One week later, a grand jury in the Southern District of New York returned a superseding indictment charging Saddam Mohamed Raishani, 30, with three charges under the material support laws. He was charged with conspiring to provide, providing and attempting to provide, and aiding and abetting the provision and attempted provision of material support to IS by allegedly facilitating another IS supporter’s travel to join IS overseas. I wrote about Raishani this summer when the FBI arrested him at JFK airport on his way to Syria to join IS. At that point, Raishani was charged with attempting to provide material support—in the form of himself, as “personnel”—to IS. According to the Justice Department’s press release, the new charges involve Raishani’s alleged facilitation of another individual’s travel to join IS in 2015.
Also in the Southern District of New York, Maalik Alim Jones, 32, pleaded guilty to conspiring to provide material support to al-Shabab, conspiring to receive military training from al Shabaab, and carrying and using an AK-47 machine gun, rocket-propelled grenades and other weapons in furtherance of his support for al Shabaab. According to the Justice Department’s press release, Jones left New York in 2011 and travelled to Somalia, where he fought for al-Shabab for four years. He joined Jaysh Ayman, al-Shabab’s specialized fighting force, and was injured by a missile in a battle against Kenyan government soldiers. After being released from the hospital, Jones returned to his unit and participated in a raid on a Kenyan military camp. According to Reuters, Jones allegedly surrendered to Somali authorities in early December 2015 about 135 miles southwest of Mogadishu. Several weeks later, Jones was presented before a magistrate judge in the Southern District of New York, pursuant to a criminal complaint.

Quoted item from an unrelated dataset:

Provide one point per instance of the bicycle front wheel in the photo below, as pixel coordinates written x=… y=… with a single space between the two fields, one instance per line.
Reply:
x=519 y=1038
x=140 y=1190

Looking to next month, the trial of Abu Khatallah—the alleged leader of the 2012 Benghazi attack—is scheduled to begin on October 2nd in federal district court in the District of Columbia. Last week, Judge Christopher Cooper granted the defense’s unopposed motion to postpone the trial for one week due to outstanding discovery requests, remaining issues regarding classified evidence, and pending motions. I previously wrote about Judge Cooper’s opinion denying Abu Khatallah’s Motion to Suppress statements he made to FBI agents while in custody and earlier this month Sarah Grant covered the court’s opinion granting in part and denying in part the Government’s pretrial motion to admit “other acts” evidence.